If the average ballplayer took a 90 mph fastball in the face, it'd likely rattle his confidence.
Delino DeShields is clearly not an average ballplayer.
"I was really relaxed," the Astros' seventh-ranked prospect said. "A lot of people would tell you that after getting hit in the face, they'd be nervous about getting in the box again. Not me. I was like, 'You and me, let's go.'"
DeShields, who suffered a fractured cheekbone on April 18, made it obvious to all that he was ready to go Friday night. In his return, which came against the same team and in the same ballpark as his last game, he homered in each of his first two at-bats. The dingers were the only runs for Double-A Corpus Christi in a 6-2 loss at Frisco.
The 21-year-old center fielder was eager to return to action almost immediately after suffering non-displaced maxillary sinus fracture resulting from a Phil Klein fastball.
"Even when I got hurt, I was ready to play two days after I got hit in the face. I was like, 'Let's go.' The swelling was bad, obviously, and obviously [the Astros] wouldn't let me do that," DeShields said. "But I think being so anxious to get back on the field and picturing what it would be like helped me prepare."

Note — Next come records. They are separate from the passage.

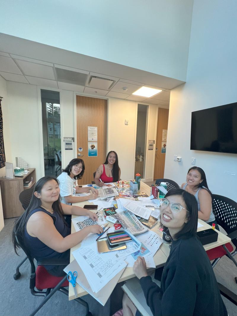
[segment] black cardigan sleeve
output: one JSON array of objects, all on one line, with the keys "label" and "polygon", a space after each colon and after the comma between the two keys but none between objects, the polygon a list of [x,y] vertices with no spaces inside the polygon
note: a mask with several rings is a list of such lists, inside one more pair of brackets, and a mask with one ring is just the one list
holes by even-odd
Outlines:
[{"label": "black cardigan sleeve", "polygon": [[154,316],[190,316],[196,301],[195,280],[182,267],[166,271],[164,292],[150,276],[141,278],[140,283],[147,304]]}]

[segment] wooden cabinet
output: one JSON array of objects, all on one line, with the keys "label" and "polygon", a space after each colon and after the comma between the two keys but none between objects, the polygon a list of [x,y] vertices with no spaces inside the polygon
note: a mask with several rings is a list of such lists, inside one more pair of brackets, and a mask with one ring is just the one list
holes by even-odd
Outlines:
[{"label": "wooden cabinet", "polygon": [[[24,209],[19,200],[19,195],[23,190],[29,189],[35,183],[35,169],[29,168],[29,172],[22,178],[14,178],[14,179],[0,178],[2,201],[3,216],[4,218],[20,216]],[[24,187],[24,181],[30,181],[31,177],[33,181],[30,186]]]}]

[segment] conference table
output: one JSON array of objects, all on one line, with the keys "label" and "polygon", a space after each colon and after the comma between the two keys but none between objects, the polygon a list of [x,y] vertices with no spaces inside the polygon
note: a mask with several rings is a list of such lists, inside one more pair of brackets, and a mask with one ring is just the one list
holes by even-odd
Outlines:
[{"label": "conference table", "polygon": [[[150,195],[150,187],[142,181],[141,181],[140,183],[140,191],[142,192],[144,192],[149,196]],[[88,190],[89,189],[89,187],[88,187]],[[86,204],[93,204],[94,203],[90,203],[88,201],[86,201],[83,202],[80,202],[79,203],[74,203],[73,205],[83,207],[84,205]],[[96,204],[96,201],[95,201],[95,204]],[[95,211],[96,212],[96,210],[95,210]],[[73,218],[76,217],[77,216],[78,216],[73,215],[72,217]],[[204,230],[204,229],[208,229],[210,228],[210,225],[209,225],[206,223],[205,223],[201,220],[199,219],[198,222],[203,226],[201,227],[198,228],[198,231]],[[109,225],[110,226],[112,226],[113,224],[109,222]],[[158,222],[157,222],[155,224],[152,228],[151,230],[155,232],[161,238],[162,237],[162,233],[159,229],[159,223]],[[218,246],[224,245],[227,243],[231,241],[230,239],[226,236],[226,235],[216,230],[215,230],[218,233],[217,240],[215,242],[208,244],[204,246],[204,248],[206,251],[211,249],[212,248],[215,248],[216,247],[217,247]],[[72,224],[71,232],[72,233],[75,232],[76,230],[73,224]],[[71,248],[70,262],[72,262],[72,261],[74,260],[74,258],[72,254],[72,252],[81,246],[81,243],[79,243],[76,246]],[[165,265],[167,258],[169,254],[170,248],[169,246],[169,245],[165,243],[163,243],[154,256],[154,259],[156,268],[162,267]],[[150,268],[150,269],[151,270],[152,270],[152,269],[154,270],[154,268]],[[133,268],[132,267],[127,267],[125,269],[123,273],[119,279],[118,283],[123,282],[135,276],[135,275],[133,273]],[[76,284],[76,289],[78,297],[82,296],[88,294],[87,292],[77,283]],[[70,301],[71,300],[73,300],[76,298],[74,289],[70,283],[69,284],[69,296]]]}]

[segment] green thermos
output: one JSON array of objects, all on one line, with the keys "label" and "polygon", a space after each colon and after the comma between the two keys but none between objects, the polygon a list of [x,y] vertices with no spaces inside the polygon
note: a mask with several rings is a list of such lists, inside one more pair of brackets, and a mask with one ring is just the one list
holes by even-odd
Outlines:
[{"label": "green thermos", "polygon": [[141,174],[140,173],[136,173],[135,180],[137,182],[137,188],[138,190],[140,189],[140,181],[141,181]]}]

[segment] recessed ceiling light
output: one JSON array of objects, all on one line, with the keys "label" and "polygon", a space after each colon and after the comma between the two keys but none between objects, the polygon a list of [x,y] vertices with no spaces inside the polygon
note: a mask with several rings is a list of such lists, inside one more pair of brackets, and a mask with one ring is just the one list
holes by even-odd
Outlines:
[{"label": "recessed ceiling light", "polygon": [[135,95],[140,95],[141,97],[146,97],[150,98],[157,93],[161,92],[162,90],[153,88],[149,88],[148,87],[142,87],[137,91],[132,94]]}]

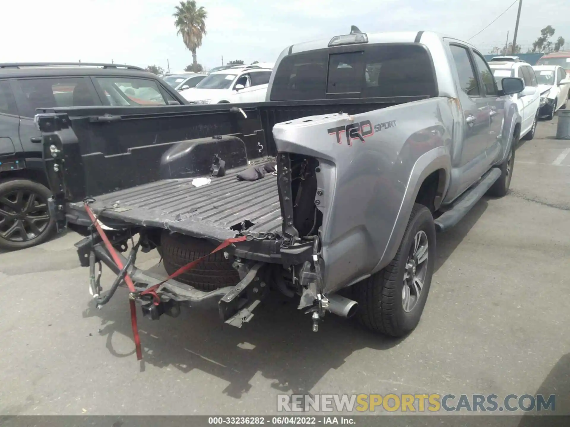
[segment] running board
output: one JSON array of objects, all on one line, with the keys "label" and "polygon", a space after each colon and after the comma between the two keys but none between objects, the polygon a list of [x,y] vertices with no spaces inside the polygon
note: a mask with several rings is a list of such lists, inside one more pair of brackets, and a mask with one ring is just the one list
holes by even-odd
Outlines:
[{"label": "running board", "polygon": [[435,229],[437,231],[447,231],[457,224],[499,178],[501,170],[498,167],[491,168],[483,175],[475,187],[463,193],[459,202],[452,205],[449,211],[443,212],[434,221]]}]

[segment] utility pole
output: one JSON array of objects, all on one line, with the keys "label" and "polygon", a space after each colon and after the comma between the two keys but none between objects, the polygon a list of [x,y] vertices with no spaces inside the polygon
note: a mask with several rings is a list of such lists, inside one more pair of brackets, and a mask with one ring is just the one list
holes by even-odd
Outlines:
[{"label": "utility pole", "polygon": [[522,6],[523,0],[519,0],[519,11],[516,14],[516,24],[515,24],[515,35],[512,38],[512,55],[515,54],[515,50],[516,48],[516,35],[519,32],[519,20],[520,19],[520,8]]}]

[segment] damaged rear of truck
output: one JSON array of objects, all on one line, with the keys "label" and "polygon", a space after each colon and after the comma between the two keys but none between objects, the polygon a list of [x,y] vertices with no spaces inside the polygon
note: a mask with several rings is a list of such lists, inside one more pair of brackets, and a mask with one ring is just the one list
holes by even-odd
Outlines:
[{"label": "damaged rear of truck", "polygon": [[[127,282],[152,319],[209,305],[241,327],[279,291],[315,331],[327,311],[412,330],[436,229],[506,193],[512,174],[520,117],[477,55],[434,33],[356,31],[286,49],[260,104],[39,114],[50,208],[85,236],[98,307]],[[168,277],[135,265],[155,248]],[[117,275],[104,295],[101,262]]]}]

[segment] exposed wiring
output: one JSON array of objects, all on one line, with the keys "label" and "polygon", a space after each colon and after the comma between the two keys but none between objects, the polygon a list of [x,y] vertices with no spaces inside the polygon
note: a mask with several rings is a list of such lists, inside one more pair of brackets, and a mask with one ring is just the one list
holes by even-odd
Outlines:
[{"label": "exposed wiring", "polygon": [[490,26],[491,26],[491,24],[493,23],[493,22],[495,22],[495,21],[496,21],[496,20],[497,19],[499,19],[499,18],[500,18],[500,17],[502,17],[502,16],[503,16],[503,15],[504,15],[504,14],[506,14],[506,13],[507,13],[507,10],[508,10],[510,9],[511,9],[511,7],[512,7],[513,6],[513,5],[514,5],[514,4],[515,3],[516,3],[517,2],[518,2],[518,1],[519,1],[519,0],[515,0],[515,1],[514,1],[514,2],[512,2],[512,3],[511,3],[511,6],[509,6],[508,7],[507,7],[507,8],[506,9],[505,9],[505,10],[504,10],[504,12],[503,12],[503,13],[502,13],[502,14],[501,14],[500,15],[499,15],[498,17],[496,17],[496,18],[495,18],[494,19],[493,19],[493,20],[492,20],[492,21],[491,21],[491,23],[490,23],[490,24],[489,24],[488,25],[487,25],[487,26],[486,27],[484,27],[484,28],[483,28],[483,30],[482,30],[481,31],[479,31],[479,32],[478,32],[478,33],[477,33],[477,34],[475,34],[475,35],[474,35],[474,36],[471,36],[471,37],[470,37],[470,38],[469,38],[469,39],[467,39],[467,42],[469,42],[469,41],[470,40],[471,40],[471,39],[473,39],[473,38],[474,37],[475,37],[475,36],[477,36],[477,35],[479,35],[479,34],[481,34],[482,32],[483,32],[484,31],[485,31],[485,30],[486,30],[487,28],[488,28],[488,27],[489,27]]}]

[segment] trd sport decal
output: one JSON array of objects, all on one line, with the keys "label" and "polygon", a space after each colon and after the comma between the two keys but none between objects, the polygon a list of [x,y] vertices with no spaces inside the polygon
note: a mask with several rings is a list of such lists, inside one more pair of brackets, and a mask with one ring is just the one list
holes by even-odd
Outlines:
[{"label": "trd sport decal", "polygon": [[346,126],[339,126],[338,128],[332,128],[327,132],[329,135],[335,135],[336,137],[336,142],[339,144],[343,143],[341,139],[340,134],[344,132],[347,138],[347,143],[352,146],[352,139],[360,139],[363,142],[367,137],[373,135],[374,132],[380,132],[381,130],[385,130],[390,128],[396,126],[396,120],[378,123],[372,126],[372,124],[370,120],[364,120],[360,123],[351,123]]}]

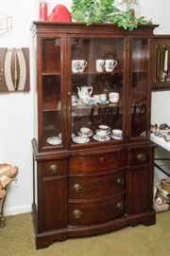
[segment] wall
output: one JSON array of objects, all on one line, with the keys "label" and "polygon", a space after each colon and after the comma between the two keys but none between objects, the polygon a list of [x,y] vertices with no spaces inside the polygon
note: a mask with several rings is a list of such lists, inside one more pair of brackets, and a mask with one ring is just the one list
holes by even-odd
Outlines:
[{"label": "wall", "polygon": [[[70,9],[72,1],[50,1],[49,9],[57,4]],[[140,0],[141,14],[160,24],[157,33],[170,34],[168,10],[169,0]],[[30,92],[0,94],[0,162],[19,167],[17,182],[8,187],[5,214],[16,214],[31,210],[32,203],[32,148],[33,137],[33,70],[32,40],[29,27],[39,18],[38,0],[0,0],[0,9],[12,15],[13,28],[0,39],[1,47],[29,47],[30,49]],[[152,122],[170,123],[170,93],[152,94]],[[168,108],[167,108],[168,107]],[[160,111],[162,109],[162,111]],[[163,111],[162,111],[163,109]]]}]

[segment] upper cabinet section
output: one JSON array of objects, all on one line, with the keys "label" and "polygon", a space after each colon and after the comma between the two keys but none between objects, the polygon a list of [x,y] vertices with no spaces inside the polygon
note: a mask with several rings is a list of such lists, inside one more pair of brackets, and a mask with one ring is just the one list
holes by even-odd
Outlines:
[{"label": "upper cabinet section", "polygon": [[152,88],[170,89],[170,35],[157,35],[153,40]]},{"label": "upper cabinet section", "polygon": [[149,137],[154,27],[33,23],[40,152]]},{"label": "upper cabinet section", "polygon": [[123,140],[126,39],[89,34],[70,42],[72,144]]}]

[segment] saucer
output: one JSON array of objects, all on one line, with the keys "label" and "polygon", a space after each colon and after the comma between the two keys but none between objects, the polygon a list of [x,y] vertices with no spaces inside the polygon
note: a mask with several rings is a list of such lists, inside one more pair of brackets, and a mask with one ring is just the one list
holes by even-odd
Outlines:
[{"label": "saucer", "polygon": [[110,103],[109,101],[105,101],[105,102],[101,102],[101,101],[98,101],[98,102],[97,102],[97,104],[101,104],[101,105],[106,105],[106,104],[109,104],[109,103]]},{"label": "saucer", "polygon": [[82,134],[81,131],[77,131],[77,135],[80,137],[91,137],[94,135],[93,130],[90,130],[89,133]]},{"label": "saucer", "polygon": [[74,137],[73,141],[77,144],[82,144],[88,143],[90,141],[90,138],[87,137],[76,136]]},{"label": "saucer", "polygon": [[46,139],[46,142],[50,145],[60,145],[61,139],[60,137],[50,137]]},{"label": "saucer", "polygon": [[117,137],[117,136],[113,136],[113,135],[110,135],[110,137],[114,138],[114,139],[123,139],[122,137]]},{"label": "saucer", "polygon": [[110,139],[110,137],[109,136],[105,136],[104,138],[100,137],[99,136],[97,135],[94,135],[94,139],[97,140],[97,141],[108,141]]},{"label": "saucer", "polygon": [[[74,133],[72,133],[72,138],[75,137],[75,134]],[[60,133],[59,134],[59,137],[60,137],[61,138],[61,133]]]}]

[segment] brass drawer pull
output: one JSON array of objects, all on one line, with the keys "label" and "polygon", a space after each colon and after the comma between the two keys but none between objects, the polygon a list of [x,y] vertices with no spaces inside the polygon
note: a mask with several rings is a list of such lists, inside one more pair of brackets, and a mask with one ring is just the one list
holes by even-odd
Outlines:
[{"label": "brass drawer pull", "polygon": [[49,172],[50,174],[56,174],[59,172],[59,166],[55,165],[55,164],[52,164],[49,168]]},{"label": "brass drawer pull", "polygon": [[79,184],[75,184],[72,189],[76,192],[79,192],[82,190],[82,187]]},{"label": "brass drawer pull", "polygon": [[124,185],[124,179],[122,177],[118,177],[116,182],[118,185]]},{"label": "brass drawer pull", "polygon": [[104,162],[105,162],[105,158],[104,158],[104,157],[100,157],[100,158],[99,158],[99,162],[100,162],[100,163],[104,163]]},{"label": "brass drawer pull", "polygon": [[117,208],[117,209],[123,209],[123,203],[122,203],[122,202],[118,202],[118,203],[116,204],[116,208]]},{"label": "brass drawer pull", "polygon": [[80,210],[75,210],[73,211],[73,215],[74,215],[75,219],[79,219],[82,216],[82,211]]},{"label": "brass drawer pull", "polygon": [[145,155],[144,154],[138,154],[136,156],[136,159],[142,163],[142,162],[145,161]]}]

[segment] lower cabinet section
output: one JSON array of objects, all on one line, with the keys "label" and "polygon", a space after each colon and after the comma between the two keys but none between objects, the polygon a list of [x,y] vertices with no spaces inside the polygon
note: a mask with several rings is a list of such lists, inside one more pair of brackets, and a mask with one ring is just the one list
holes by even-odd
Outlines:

Once he'd recovered, Houston sent DeShields to Florida for 10 games in extended spring training.
"I kept telling them I didn't need to go. I said, 'I'm fine, I just want to play!' They insisted I go down there to have some at-bats," he said. "They wanted me at 150 percent before I came back."
As though his patience wasn't already stretched, a delayed flight kept DeShields from rejoining the Hooks on Thursday, when he was officially activated from the disabled list. He waited until the third pitch of Friday's game before knocking the ball over the left-field fence.
DeShields was in a reflective mood as he circled the bases.
"The first thing I said is, 'God is good, man. He blessed me with the chance to play baseball again.' There was no better way to come back than to hit a home run the first time back after an injury that could have been 20 times worse than it was," he said. "And then, coming into the dugout and having all my teammates greet me, that was really cool. It's great that they've got my back."
In the third inning, he cleared the wall in left again and knew immediately he'd hit another homer.
"The second one, I knew. I hit it so good," he said. "The first one was kind of like a first-swing type deal. I hit it enough to get out. But the second one, I hit it pretty, pretty good."
Both of DeShields' homers came against RoughRiders right-hander Alec Asher, who also started the game in which DeShields was hit.
"I didn't even think about it that he started that game. I didn't remember that -- I just remembered the guy who hit me," he said. "I knew we were coming back and playing in Frisco. I did think it was all kind of funny that it all worked out like that."
DeShields also reached on an error and struck out, but he wasn't the least discouraged by those at-bats.
"Every ball I hit, I hit it square. I was hitting the ball hard, and that's the only thing I was trying to do. I was just making sure I was comfortable in the box, which I was," he said. "I feel like I didn't even take three weeks off."